During a spring morning at the Tawharanui Regional Reserve on the North Island, I photographed a family of variable oystercatchers on the beach as they were leading their freshly hatched chicks across the sand. One parent would fly off in search of food while the other one stayed with the chicks. Where it went I didn't know, but it always came back with what looked like earthworms. I didn't give it a second thought. After a productive morning with oystercatchers and many other birds in the reserve, I packed up my gear and walked back to the parking lot. Out of the corner of my eye I suddenly spotted something in a field next to me. Then it was gone. But no, there it was, a black head and unmistakable red beak: an oystercatcher! This was the last place I would have expected one to show up, in the middle of a field of flowering grass, but it did explain the earthworms, I thought to myself. 

Just like one does when facing a sudden encounter with wildlife after having packed up for the day, I frantically and chaotically tried to get my camera out of my backpack while at the same time making as little movements as possible so as not to scare the bird. Talk about the impossible. I had with me my trusty Canon R5 and the excellent RF100-500 zoom lens (I will talk more about my gear choices and gear advise in my newsletter), which was perfectly suited for this scene because it gave me several framing options without having to move.

When I did manage to get ready to shoot, the oystercatcher had moved closer to the edge of the field but was still poking around the soil for worms, occupied with its task. I got low on the ground to compose an image that would include the flowering grass all around the bird and highlight the contrast of colors between the bird and its environment.

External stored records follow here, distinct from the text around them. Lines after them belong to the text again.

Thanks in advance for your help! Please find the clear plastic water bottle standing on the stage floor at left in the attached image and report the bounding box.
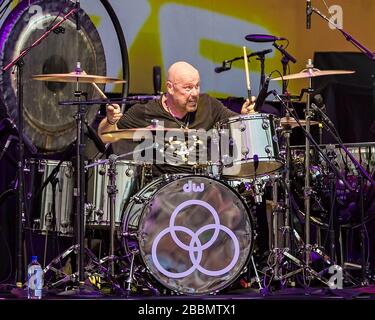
[27,256,44,299]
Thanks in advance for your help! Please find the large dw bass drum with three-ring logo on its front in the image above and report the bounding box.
[121,175,255,295]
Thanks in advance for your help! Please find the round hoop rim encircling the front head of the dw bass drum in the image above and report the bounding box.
[121,173,257,296]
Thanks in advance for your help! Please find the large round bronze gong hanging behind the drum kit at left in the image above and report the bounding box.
[0,0,106,153]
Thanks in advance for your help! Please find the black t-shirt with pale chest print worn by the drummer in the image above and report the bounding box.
[117,94,238,176]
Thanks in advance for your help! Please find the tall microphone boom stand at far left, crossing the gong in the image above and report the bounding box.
[2,8,77,288]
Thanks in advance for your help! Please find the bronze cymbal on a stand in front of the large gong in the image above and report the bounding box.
[32,72,126,83]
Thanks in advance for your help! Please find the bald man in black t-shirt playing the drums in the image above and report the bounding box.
[98,61,255,143]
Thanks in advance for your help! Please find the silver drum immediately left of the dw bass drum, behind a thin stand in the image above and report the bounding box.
[86,160,144,228]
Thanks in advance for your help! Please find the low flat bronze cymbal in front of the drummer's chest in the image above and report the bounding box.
[102,127,197,141]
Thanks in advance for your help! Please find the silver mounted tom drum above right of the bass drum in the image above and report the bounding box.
[219,113,282,179]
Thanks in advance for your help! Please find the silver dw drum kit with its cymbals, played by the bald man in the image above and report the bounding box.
[23,62,364,295]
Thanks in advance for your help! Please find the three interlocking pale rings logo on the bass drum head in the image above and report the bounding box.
[151,200,240,278]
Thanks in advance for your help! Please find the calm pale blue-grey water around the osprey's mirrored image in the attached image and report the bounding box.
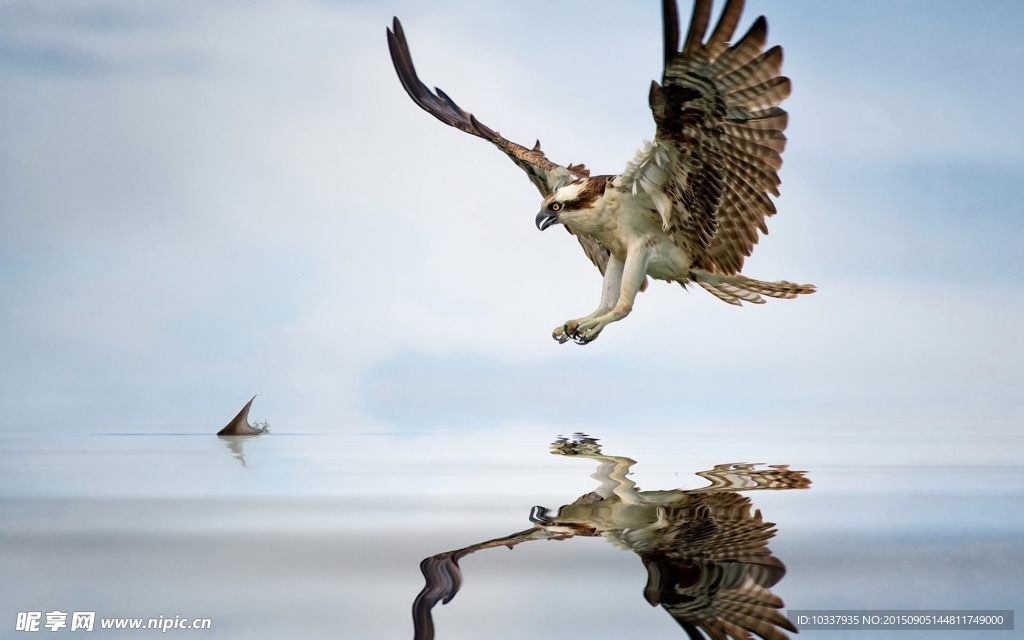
[0,425,1024,638]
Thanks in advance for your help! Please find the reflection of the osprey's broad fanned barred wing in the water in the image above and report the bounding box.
[624,493,797,640]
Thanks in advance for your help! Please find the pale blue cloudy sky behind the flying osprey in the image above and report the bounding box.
[0,0,1024,432]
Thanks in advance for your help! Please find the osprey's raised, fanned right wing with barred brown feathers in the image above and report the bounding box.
[623,0,790,274]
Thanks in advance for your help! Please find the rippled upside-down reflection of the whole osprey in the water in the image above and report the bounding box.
[413,433,811,640]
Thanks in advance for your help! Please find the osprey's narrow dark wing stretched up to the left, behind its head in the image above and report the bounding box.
[387,17,608,275]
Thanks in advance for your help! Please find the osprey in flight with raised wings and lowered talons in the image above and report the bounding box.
[387,0,815,344]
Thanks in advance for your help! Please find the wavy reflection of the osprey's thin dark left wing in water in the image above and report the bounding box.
[413,527,571,640]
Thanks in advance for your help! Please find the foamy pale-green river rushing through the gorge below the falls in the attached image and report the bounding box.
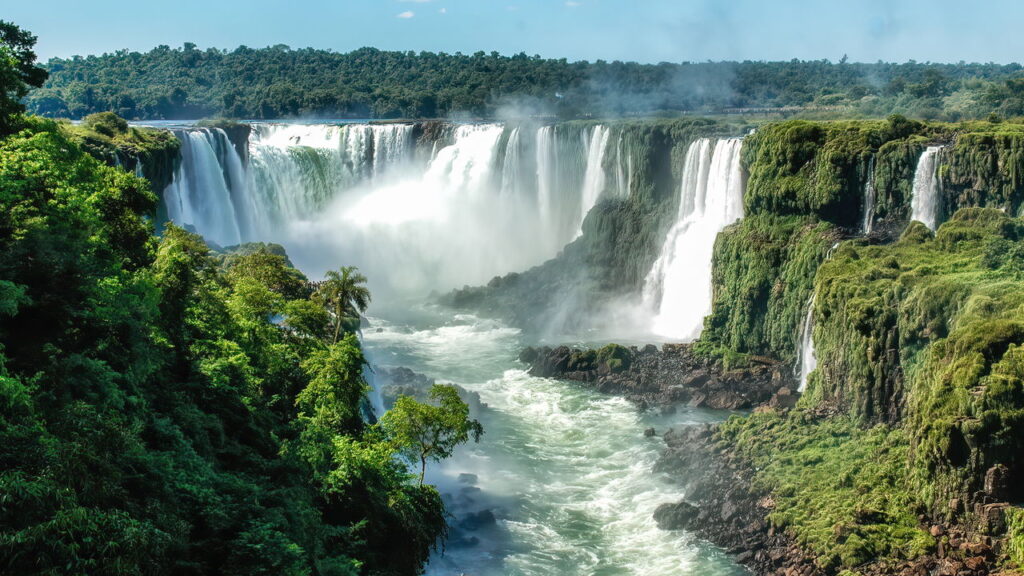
[366,307,742,576]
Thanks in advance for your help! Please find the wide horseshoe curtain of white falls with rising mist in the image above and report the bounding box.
[164,123,621,294]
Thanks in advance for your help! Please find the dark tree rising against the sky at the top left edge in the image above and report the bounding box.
[0,20,47,135]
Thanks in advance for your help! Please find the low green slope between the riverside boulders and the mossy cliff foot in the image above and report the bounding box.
[719,412,934,569]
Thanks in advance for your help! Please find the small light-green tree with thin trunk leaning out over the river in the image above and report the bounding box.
[381,384,483,486]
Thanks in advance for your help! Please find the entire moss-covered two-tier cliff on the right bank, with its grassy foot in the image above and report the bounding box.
[698,122,1024,573]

After a few seconds, and a few frames later, the encounter was over and the bird flew off to feed its chicks. It never return to this spot for as long as I waited. But I had the image I wanted and instinctively knew it was something special. 

To me, this image speaks to the simple beauty one can find in unexpected places, and the tranquility and peace that can transcend from something as simple as a bird in a field of grass. Part portrait and part habitat shot, the scene also combines two common approaches to bird photography (portraits and small in frame habitat shots) without committing to either one fully. Some may see that as a weakness, perhaps, but in this case, and for me, it brings together a harmony that is almost surprising, as surprising perhaps as the encounter itself. 

And that's where I have an important piece of advice to deliver, which I try to live by ever since. Never, ever, think you are done photographing until you are "safely" back in an enclosed space where your camera can truly find a resting place. The most unique and special moments tend to happen when we least expect them and therefore are least prepared. I can't tell you how many once-in-a-lifetime moments I missed capturing on camera because I thought I was "done". So, always expect the unexpected!